Might telecom services be a place to cut some of your business costs? Definitely, say experts, even though AT&T, Verizon Business, and others have jacked up the prices of their voice and data services this year. Here are some cost-cutting suggestions from the experts:

Review your wireless plans. Take a careful look, and eliminate or suspend any “zero users” in your office, advises Tim Wise, co-president of Advocate Networks, a telecommunications consultancy near Atlanta. Don’t activate any new mobile devices, either, says Wise. But don’t just throw out all the BlackBerry devices -- this could actually hurt productivity, warns John Thompson, principal with Lisle, Ill.-based Thompson, Ross and Associates. “Once offices start using PDAs, it’s hard to go back,” he says. If your office has PDAs, be sure to shop around for the best deals with carriers -- shared-rate plans continue to drop, says Thompson.

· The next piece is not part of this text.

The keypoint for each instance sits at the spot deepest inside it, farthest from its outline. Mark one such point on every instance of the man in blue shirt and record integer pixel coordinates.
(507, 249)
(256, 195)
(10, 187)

Review the rest. “You may be paying for things you’re not using,” warns Lisa Pierce, vice president at Cambridge, Mass.-based Forrester Research. Look over everything: the number of lines you’re using, price per minute of calling plans, the whole works. Consider running a traffic study to see whether both of those T1 lines are still needed, adds Advocate Network’s Wise. Look and see what can be cut. And, if you cut something, make sure the accounting department knows, warns Pierce. “Carriers are notorious for billing inaccuracies,” she says. “Accounting may still be paying for something that you’ve cancelled.”

Try to renegotiate your contracts. “Carriers are in a challenging economic environment just like the rest of us,” Wise says. “You might be able to get a better deal, or get some credits you don’t have now.” But do this with care. When negotiating new usage plans with your carrier, taking the right steps can save you big in the long run. For example, Forrester’s Pierce recommends negotiating everything from liability in natural disasters to disconnection costs to taxes and fees you can be charged. Also, she says, try to avoid plans lasting two-to-three years in favor of plans based on a dollar value of service.

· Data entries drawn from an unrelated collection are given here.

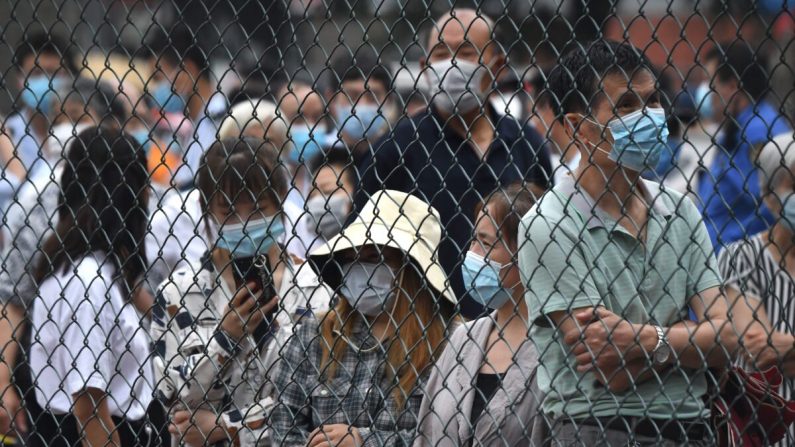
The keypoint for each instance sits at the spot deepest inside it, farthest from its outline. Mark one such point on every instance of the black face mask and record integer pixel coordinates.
(257, 269)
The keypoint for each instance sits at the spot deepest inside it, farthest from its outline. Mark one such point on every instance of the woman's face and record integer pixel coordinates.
(490, 245)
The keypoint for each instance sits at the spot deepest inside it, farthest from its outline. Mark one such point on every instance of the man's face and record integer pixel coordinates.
(302, 105)
(465, 37)
(617, 96)
(332, 179)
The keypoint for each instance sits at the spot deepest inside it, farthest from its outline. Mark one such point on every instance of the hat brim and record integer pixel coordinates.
(358, 235)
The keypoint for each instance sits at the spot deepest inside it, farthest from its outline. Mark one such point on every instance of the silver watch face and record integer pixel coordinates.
(662, 353)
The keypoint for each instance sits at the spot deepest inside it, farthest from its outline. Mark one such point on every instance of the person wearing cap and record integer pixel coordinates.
(356, 376)
(493, 353)
(760, 270)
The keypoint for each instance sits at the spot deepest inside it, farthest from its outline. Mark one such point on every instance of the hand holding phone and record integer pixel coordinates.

Consider VoIP. For businesses with multiple locations or a presence overseas, voice-over Internet protocol (VoIP) is a cheap and practical option that can link offices with remote workers. “For some companies, VOIP can offer big savings -- thousands of dollars,” says Thompson. It can also position your business to save even more money if you decide to have more workers work from home as a way to cut additional costs.  VOIP is not for everyone, however: for companies with few locations, VOIP as a big money-saver is “a nice myth,” says Pierce.

Consider doing business with an aggregator. If you’ve got a lot of different business lines and DSL and find yourself paying multiple bills, consider doing business with a telecom aggregator like BullsEye Telecom or Ernest Communications, advises Wise. “These companies buy up service in bulk and can bring companies real savings and put it on one billing platform,” he says.

To be sure, things are rough out there. But by trying a few of these tips, your business may be better able to weather the storm.